A particularly virulent strain of the bacteria has emerged, hvKp, which causes severe, often fatal disease in healthy people. And there are increasing reports of multidrug-resistant hvKp. Studies have shown that the hvKp is so virulent that as little as 50 bacteria are lethal to mice, where classical strains require doses of 10 million bacteria.
Researchers at Washington University School of Medicine in St. Louis and biotech startup VaxNewMo have developed an experimental vaccine against K. pneumoniae that is effective in mice. The results were published in the journal Proceedings of the National Academy of Sciences.
“For a long time, Klebsiella was primarily an issue in the hospital setting, so even though drug resistance was a real problem in treating these infections, the impact on the public was limited,” stated co-author David A. Rosen, assistant professor of pediatrics and of molecular microbiology at Washington University. “But now we’re seeing Klebsiella strains that are virulent enough to cause death or severe disease in healthy people in the community. And in the past five years, the really resistant bugs and the really virulent bugs have begun to merge so we’re beginning to see drug-resistant, hypervirulent strains. And that’s very scary.”

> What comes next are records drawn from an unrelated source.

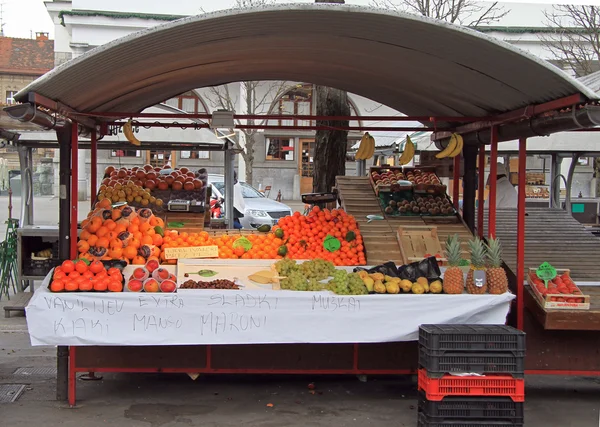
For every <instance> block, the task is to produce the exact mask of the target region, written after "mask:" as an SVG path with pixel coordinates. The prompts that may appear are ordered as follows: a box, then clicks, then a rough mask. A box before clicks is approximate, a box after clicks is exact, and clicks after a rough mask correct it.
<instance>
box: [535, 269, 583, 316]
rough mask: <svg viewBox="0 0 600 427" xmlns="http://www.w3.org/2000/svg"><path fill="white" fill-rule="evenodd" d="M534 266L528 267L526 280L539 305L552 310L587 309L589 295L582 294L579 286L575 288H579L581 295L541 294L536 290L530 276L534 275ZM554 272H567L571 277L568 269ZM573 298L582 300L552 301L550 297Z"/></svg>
mask: <svg viewBox="0 0 600 427" xmlns="http://www.w3.org/2000/svg"><path fill="white" fill-rule="evenodd" d="M536 270H537V269H536V268H530V269H529V274H527V282H528V283H529V286H530V287H531V290H532V291H533V294H534V295H535V296H536V299H537V300H538V303H539V304H540V306H541V307H542V308H543V309H545V310H546V309H552V310H589V309H590V296H589V295H583V292H581V289H579V287H578V286H577V290H579V292H581V295H567V294H547V295H545V296H544V295H542V294H541V293H540V292H539V291H538V290H537V287H536V286H535V284H534V283H533V280H532V277H533V276H536V273H535V272H536ZM556 273H557V275H559V276H560V275H562V274H564V273H567V274H569V277H571V275H570V271H569V270H559V269H556ZM558 298H560V299H573V298H577V299H578V300H579V301H583V302H572V301H571V302H569V301H552V299H558Z"/></svg>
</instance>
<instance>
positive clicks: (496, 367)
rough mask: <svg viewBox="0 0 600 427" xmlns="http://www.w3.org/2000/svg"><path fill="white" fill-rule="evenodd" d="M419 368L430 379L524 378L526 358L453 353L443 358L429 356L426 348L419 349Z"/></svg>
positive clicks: (500, 354) (435, 355)
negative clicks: (464, 378)
mask: <svg viewBox="0 0 600 427" xmlns="http://www.w3.org/2000/svg"><path fill="white" fill-rule="evenodd" d="M419 366H420V367H422V368H423V369H425V370H426V371H427V376H429V377H430V378H439V377H441V376H443V375H445V374H454V373H476V374H509V375H512V376H513V377H514V378H523V377H524V373H525V372H524V370H525V358H524V357H515V356H514V355H512V354H511V353H504V354H502V353H451V352H446V353H445V354H444V355H443V356H436V355H432V354H429V353H428V351H427V349H425V348H424V347H420V348H419Z"/></svg>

Hypervirulent Klebsiella strains have been diagnosed in the tens of thousands in China, Taiwan and South Korea last year alone, and it is spreading around the world. About half of the people infected with hypervirulent, drug-resistant strains die. Two strains in particular, K1 and K2, cause about 70% of cases.
The research team genetically engineered a harmless strain of Escherichia coli (E. coli), causing it to manufacture a glycoprotein found on the surface of Klebsiella. These were linked to another protein to make the vaccine more effective, called a glycoconjugate vaccine. Another bacterial enzyme was used to link the proteins and sugars.
They then administered groups of 20 mice three doses of the vaccine or a placebo every two weeks. They then dosed the lab animals with 50 bacteria of either the K1 or K2 type of the Klebsiella bacteria. Of the placebo cohort, 80% infected with the K1 and 30% infected with K2 died. Of the vaccinated mice, 80% infected with K1 and all of those infected with K2 survived.
They are currently working on scaling up production and optimizing the approach so the vaccine can be used in human clinical trials.
“As a pediatrician, I want to see people get immunity to this bug as early as possible,” Rosen stated. “It’s still rare in the United States but given the high likelihood of dying or having severe debilitating disease, I think you could argue for vaccinating everybody. And soon we may not have a choice. The number of cases is increasing, and we’re going to get to the point that we’ll need to vaccinate everybody.”